The Big March Sowathon
The first veggies have been sown. Always an auspicious occasion that heralds the arrival of spring. So far I’ve sown onions, shallots, salad onions, peas, beetroots, lettuce, rocket, leafy herbs, and bulb fennel. The salads germinated within two days. Peas and onions a couple of days later. I wait until late March for tomatoes. April for the warmth-loving cucurbits and sweetcorn.
I don’t have the luxury of a greenhouse, so all early sowing and propagation takes place in the conservatory. It’s north facing, so I’ve built a propagation station - a metal rack with LED lights strapped to the shelves. It works remarkably well and keeps everything… nice and tidy. (Yes, thank you Norbert.) You can read more about it here…
Gearing up
Well, it’s not long now until the spring equinox, when the days finally edge ahead of the nights. After that, the garden wastes no time. Shoots soar, buds swell, and what looked like a sleepy collection of stumps and bare soil quickly becomes something altogether more energetic… Give it a fortnight and this quiet, tidy garden will barely recognise itself. And so it begins!
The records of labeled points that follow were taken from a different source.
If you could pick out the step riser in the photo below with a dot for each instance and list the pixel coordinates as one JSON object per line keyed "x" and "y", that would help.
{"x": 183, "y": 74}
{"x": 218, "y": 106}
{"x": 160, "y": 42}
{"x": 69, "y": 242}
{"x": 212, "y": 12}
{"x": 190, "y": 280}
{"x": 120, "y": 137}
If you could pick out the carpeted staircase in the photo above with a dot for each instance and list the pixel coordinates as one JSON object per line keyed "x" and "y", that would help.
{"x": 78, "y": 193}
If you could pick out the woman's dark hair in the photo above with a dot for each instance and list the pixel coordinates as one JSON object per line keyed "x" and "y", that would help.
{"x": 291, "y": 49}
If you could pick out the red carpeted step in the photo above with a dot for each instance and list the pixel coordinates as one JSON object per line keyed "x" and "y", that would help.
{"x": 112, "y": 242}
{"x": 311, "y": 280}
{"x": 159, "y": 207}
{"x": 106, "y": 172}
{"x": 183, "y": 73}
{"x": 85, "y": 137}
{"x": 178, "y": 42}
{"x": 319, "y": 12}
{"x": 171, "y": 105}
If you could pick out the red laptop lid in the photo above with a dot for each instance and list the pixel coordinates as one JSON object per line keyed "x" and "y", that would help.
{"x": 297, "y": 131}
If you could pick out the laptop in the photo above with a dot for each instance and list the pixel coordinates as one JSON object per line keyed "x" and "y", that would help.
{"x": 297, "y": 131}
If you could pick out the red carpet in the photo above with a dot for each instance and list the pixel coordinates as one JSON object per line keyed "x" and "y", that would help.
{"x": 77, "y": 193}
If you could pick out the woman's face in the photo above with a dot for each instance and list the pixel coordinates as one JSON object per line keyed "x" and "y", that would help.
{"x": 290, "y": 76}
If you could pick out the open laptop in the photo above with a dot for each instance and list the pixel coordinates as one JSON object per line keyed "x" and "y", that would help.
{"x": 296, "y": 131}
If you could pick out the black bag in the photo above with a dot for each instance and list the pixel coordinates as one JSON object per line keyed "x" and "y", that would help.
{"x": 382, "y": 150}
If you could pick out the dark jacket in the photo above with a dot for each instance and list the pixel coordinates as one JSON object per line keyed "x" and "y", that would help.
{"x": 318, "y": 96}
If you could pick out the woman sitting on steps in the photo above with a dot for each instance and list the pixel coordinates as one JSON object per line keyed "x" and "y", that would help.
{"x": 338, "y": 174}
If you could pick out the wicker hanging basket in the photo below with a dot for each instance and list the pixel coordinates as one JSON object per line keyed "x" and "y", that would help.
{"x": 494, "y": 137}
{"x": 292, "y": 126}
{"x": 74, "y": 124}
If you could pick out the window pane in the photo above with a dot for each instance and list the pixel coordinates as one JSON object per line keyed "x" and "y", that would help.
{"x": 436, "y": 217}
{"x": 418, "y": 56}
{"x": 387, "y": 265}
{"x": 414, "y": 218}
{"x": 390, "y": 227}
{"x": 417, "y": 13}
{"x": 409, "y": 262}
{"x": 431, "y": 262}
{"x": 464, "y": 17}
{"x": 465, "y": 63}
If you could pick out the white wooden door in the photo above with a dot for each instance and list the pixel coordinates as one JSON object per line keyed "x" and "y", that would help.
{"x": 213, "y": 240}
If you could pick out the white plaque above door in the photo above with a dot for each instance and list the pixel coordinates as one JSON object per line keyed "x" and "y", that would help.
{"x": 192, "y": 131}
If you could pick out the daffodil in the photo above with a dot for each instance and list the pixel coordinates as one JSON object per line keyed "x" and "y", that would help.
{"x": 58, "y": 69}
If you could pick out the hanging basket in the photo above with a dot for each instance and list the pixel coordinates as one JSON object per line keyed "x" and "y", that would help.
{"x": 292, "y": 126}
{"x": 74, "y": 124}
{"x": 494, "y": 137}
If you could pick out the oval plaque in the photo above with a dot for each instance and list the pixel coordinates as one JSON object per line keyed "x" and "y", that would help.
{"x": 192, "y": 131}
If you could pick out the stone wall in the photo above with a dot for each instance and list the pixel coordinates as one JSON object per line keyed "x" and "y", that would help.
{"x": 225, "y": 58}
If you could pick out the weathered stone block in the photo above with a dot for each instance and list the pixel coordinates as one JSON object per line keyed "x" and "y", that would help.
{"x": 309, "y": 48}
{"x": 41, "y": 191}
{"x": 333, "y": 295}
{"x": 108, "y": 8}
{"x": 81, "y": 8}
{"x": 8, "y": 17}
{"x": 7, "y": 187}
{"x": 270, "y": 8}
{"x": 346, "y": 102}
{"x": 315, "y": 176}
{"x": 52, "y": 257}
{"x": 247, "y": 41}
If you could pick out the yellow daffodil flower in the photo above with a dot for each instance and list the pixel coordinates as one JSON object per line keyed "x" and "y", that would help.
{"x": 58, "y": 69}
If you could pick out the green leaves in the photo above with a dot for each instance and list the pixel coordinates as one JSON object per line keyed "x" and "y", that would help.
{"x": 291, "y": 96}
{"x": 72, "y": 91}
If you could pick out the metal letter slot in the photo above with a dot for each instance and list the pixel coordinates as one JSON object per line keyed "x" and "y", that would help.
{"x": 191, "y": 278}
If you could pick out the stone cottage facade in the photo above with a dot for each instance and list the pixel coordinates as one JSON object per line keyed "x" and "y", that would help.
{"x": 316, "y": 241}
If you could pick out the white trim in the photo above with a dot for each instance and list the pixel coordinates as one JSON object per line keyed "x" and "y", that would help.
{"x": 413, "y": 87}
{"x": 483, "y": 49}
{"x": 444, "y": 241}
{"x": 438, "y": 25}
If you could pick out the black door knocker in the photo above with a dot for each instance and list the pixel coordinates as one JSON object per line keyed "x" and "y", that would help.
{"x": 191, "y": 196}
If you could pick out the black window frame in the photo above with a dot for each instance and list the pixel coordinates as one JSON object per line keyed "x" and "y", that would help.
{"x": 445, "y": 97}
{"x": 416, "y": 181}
Looks great! I love the idea of a spring garden. We currently have something similar, in the sense that I ripped it out last fall and the only plants in it so far are peonies and bulbs and 2 climbing roses. Also, for anyone who has never tried...epsom salt baths work wonders on achy muscles (they also help mellow my anxiety, which is an added bonus).
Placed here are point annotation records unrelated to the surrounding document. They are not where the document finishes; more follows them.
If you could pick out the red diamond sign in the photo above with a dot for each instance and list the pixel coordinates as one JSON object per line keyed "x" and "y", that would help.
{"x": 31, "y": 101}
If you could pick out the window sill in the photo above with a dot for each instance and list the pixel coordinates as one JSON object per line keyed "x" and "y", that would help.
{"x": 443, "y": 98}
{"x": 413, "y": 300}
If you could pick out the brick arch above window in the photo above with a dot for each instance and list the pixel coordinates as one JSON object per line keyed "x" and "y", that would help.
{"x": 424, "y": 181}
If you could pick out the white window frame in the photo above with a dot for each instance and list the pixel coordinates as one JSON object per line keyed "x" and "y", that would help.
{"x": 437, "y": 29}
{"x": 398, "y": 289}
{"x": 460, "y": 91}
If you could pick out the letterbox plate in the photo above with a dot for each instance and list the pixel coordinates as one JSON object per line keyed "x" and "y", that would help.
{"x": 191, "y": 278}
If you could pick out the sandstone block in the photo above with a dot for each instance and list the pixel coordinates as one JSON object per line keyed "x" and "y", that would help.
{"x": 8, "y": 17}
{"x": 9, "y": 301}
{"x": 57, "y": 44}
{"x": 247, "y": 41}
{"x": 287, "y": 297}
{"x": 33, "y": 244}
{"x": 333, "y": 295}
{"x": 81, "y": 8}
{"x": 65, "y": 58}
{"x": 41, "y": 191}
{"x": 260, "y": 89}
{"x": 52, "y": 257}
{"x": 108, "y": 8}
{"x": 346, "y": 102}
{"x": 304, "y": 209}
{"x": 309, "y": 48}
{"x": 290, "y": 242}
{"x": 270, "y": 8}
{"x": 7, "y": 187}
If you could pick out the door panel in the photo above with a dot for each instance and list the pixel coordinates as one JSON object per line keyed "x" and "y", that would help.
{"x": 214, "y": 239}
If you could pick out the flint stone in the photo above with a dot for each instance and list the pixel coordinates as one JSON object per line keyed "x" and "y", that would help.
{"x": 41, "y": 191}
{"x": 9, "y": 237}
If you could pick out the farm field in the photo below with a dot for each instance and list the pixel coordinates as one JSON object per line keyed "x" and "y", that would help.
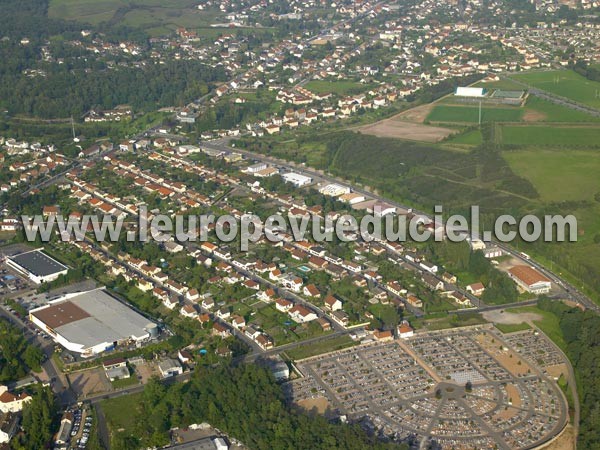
{"x": 575, "y": 171}
{"x": 549, "y": 135}
{"x": 570, "y": 85}
{"x": 470, "y": 114}
{"x": 539, "y": 110}
{"x": 507, "y": 85}
{"x": 395, "y": 127}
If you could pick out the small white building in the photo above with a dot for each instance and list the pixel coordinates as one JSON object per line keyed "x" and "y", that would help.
{"x": 470, "y": 92}
{"x": 169, "y": 368}
{"x": 297, "y": 179}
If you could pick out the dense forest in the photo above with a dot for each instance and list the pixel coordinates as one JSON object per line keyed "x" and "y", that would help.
{"x": 17, "y": 356}
{"x": 243, "y": 401}
{"x": 73, "y": 86}
{"x": 581, "y": 331}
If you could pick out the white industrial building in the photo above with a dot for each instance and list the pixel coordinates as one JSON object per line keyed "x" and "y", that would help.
{"x": 470, "y": 92}
{"x": 37, "y": 266}
{"x": 92, "y": 322}
{"x": 296, "y": 179}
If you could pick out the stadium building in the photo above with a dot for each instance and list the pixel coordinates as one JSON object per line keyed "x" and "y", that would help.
{"x": 470, "y": 92}
{"x": 37, "y": 266}
{"x": 92, "y": 322}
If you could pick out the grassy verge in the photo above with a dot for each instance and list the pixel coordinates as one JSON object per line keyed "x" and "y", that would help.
{"x": 512, "y": 327}
{"x": 326, "y": 346}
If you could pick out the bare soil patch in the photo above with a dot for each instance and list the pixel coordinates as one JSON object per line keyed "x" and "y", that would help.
{"x": 501, "y": 316}
{"x": 509, "y": 359}
{"x": 395, "y": 127}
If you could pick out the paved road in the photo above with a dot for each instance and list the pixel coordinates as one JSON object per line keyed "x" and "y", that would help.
{"x": 570, "y": 292}
{"x": 557, "y": 99}
{"x": 58, "y": 381}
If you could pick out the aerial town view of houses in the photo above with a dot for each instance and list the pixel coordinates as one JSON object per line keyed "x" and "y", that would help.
{"x": 311, "y": 110}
Thank you! I have chores today,. Not too hot, not rainy! We’ve had both the last couple of days! I have to clear and mulch my lily bed. And my big chrysanthemum bush, died this winter, so I have to dig it up! It was in a pot, pushed its roots through the bottom and grew into the ground still pot bound. Not a cut table pot! Loving the birds, looking for lady bugs. We have indoor starters, cucumbers and flowers. My friend told me to try my cakes in hanging pots this year, I’m going to give it a try. Exciting times in the garden, and it’s always a grand experiment. I say, go for the Spring garden! Like hair, gardens will do what they do, even if you want something else!